Dsxir.Optimizer.BootstrapFewShot (dsxir v0.1.0)

Copy Markdown

Two-phase optimizer: slot labeled demos from the trainset (phase 1), then augment with bootstrapped demos captured from successful traces (phase 2).

Phases

  1. Labeled. Up to :max_labeled_demos examples are picked from the trainset (uniform random; deterministic-by-hash when :deterministic is set). Each chosen example is slotted as %Dsxir.Demo{kind: :labeled} only into predictors whose declared input + output fields the demo's data keys cover; non-matching predictors get no labeled demo from that example. No LM call.

  2. Bootstrap. For each round in 1..max_rounds, the trainset is walked example-by-example. For each example, the program is run inside a Dsxir.with_trace/1 frame with per-call opts seeded for diversity (temperature: cfg.diversity_temperature, cache: false, plus a per-round per-example nonce). When the metric coerces to >= :threshold, each trace entry is pushed into the matching predictor's demos_pool as %Dsxir.Demo{kind: :bootstrapped, source: %{round: R, example_index: I}} until :max_bootstrapped_demos is reached.
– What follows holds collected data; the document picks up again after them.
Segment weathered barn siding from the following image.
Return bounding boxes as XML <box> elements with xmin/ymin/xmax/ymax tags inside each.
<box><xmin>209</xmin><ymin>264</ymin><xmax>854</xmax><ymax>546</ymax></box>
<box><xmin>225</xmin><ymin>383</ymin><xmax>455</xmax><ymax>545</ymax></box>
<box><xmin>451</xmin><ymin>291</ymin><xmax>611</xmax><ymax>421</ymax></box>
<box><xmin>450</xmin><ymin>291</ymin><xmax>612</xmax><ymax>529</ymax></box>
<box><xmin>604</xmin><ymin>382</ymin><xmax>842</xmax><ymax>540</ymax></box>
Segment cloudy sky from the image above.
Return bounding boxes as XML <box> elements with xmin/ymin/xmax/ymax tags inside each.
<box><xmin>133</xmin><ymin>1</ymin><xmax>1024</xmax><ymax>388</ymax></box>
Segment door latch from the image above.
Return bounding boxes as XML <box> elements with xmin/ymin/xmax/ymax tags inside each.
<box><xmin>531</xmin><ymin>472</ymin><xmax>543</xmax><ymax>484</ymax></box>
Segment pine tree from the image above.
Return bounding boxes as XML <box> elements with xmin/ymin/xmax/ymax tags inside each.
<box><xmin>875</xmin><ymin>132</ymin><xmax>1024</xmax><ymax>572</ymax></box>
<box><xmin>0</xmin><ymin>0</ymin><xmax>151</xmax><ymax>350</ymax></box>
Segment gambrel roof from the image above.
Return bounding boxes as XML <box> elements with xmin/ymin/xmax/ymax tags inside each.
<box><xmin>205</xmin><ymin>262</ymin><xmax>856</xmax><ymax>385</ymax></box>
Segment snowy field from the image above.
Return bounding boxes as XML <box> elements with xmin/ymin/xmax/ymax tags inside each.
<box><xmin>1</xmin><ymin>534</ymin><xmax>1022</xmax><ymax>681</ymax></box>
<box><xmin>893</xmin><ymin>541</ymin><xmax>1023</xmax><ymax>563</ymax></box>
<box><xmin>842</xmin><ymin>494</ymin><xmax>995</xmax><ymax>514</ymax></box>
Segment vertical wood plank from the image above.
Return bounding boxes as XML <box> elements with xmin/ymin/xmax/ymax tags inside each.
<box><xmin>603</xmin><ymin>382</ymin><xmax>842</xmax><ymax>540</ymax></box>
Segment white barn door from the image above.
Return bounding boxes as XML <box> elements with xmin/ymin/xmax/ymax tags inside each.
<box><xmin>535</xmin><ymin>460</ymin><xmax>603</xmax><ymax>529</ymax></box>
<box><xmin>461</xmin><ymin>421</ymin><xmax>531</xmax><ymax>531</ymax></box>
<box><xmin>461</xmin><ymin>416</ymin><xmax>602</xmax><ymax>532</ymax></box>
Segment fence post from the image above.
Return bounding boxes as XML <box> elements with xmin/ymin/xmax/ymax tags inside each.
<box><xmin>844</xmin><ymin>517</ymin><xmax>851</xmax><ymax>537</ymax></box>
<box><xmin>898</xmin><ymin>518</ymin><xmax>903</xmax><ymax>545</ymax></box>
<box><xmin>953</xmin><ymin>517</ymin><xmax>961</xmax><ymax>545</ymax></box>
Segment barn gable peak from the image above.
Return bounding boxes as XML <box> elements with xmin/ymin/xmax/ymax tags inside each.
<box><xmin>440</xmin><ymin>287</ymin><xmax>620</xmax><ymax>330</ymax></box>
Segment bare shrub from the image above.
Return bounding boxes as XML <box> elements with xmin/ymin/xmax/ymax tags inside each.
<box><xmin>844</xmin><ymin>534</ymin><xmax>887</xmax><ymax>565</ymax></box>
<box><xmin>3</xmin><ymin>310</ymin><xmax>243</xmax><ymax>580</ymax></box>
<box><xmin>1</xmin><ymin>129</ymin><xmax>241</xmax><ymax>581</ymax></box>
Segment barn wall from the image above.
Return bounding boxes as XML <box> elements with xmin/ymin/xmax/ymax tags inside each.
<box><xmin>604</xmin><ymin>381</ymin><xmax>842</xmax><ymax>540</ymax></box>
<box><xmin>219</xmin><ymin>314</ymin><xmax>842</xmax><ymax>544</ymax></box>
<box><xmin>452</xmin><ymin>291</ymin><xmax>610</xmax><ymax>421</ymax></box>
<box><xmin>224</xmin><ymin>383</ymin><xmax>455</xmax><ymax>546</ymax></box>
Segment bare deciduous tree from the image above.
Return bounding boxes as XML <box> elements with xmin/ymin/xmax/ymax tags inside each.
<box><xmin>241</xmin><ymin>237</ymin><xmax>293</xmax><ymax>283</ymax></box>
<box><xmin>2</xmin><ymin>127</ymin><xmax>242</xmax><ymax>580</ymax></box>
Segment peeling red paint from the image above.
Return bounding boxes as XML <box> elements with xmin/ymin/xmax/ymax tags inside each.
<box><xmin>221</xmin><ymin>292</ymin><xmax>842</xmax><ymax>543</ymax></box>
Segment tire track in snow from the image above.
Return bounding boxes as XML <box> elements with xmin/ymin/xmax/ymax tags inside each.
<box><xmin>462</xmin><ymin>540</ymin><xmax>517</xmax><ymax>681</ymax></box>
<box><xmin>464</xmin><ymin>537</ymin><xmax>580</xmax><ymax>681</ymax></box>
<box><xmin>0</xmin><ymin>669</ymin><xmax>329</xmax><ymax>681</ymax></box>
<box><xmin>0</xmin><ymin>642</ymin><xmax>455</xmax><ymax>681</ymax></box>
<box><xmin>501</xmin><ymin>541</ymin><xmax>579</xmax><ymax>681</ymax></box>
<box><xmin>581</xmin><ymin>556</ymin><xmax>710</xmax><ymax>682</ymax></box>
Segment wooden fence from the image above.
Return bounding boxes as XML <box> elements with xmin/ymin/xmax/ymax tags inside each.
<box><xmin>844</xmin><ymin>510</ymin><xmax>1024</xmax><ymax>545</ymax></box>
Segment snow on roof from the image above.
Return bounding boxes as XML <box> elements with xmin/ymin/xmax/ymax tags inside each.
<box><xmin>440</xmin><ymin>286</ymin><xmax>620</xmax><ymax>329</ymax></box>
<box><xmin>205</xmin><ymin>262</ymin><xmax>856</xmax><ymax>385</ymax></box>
Diversity is delivered by pushing a Dsxir.Settings.context/2 frame that swaps the resolved :lm config tuple with one carrying the diversity keywords. The LM dispatcher reads :lm from settings and merges per-call opts on top, so the temperature lever reaches the wire protocol.

Options

  • :max_labeled_demos (default 4) — cap on phase 1 demos per predictor.
  • :max_bootstrapped_demos (default 4) — cap on phase 2 demos per predictor.
  • :max_rounds (default 1) — number of bootstrap passes over the trainset.
  • :threshold (default 1.0) — coerced metric must meet or exceed this to keep the trace. Accepted threshold types: true | false | integer() | float(). Booleans coerce to 1.0 / 0.0. Other values raise FunctionClauseError during option parsing — bootstrap is a fail-fast operation on bad configuration.
  • :max_errors (default 10) — aggregate cap on per-example errors. Exceeding returns a framework-classed error.
  • :deterministic (default false) — when true, phase 1 selection is hash-stable and phase-2 trainset order is hash-stable. Phase-2 LM outputs are still nondeterministic via temperature.
  • :diversity_temperature (default 1.0) — temperature forwarded as per-call opt during phase 2.

Returned stats

%{
  labeled_demos: non_neg_integer(),
  bootstrapped_demos: non_neg_integer(),
  predictor_count: non_neg_integer(),
  rounds: non_neg_integer(),
  error_count: non_neg_integer(),
  max_errors: non_neg_integer(),
  threshold: float()
}

Errors

Per-example raises are caught and stamped with path: [:bootstrap_few_shot, :"round_R", :"example_I"]. When error_count > max_errors, compile/4 returns {:error, %Dsxir.Errors.Framework.OptimizerError{optimizer: __MODULE__, inner: aggregate}} where inner is an aggregate produced via Splode's to_class helper on Dsxir.Errors. Callers can traverse per-predictor sub-errors via Splode's traverse_errors helper.

Trainset hash

metadata.trainset_hash is :crypto.hash(:sha256, :erlang.term_to_binary(trainset)) |> Base.encode16(case: :lower).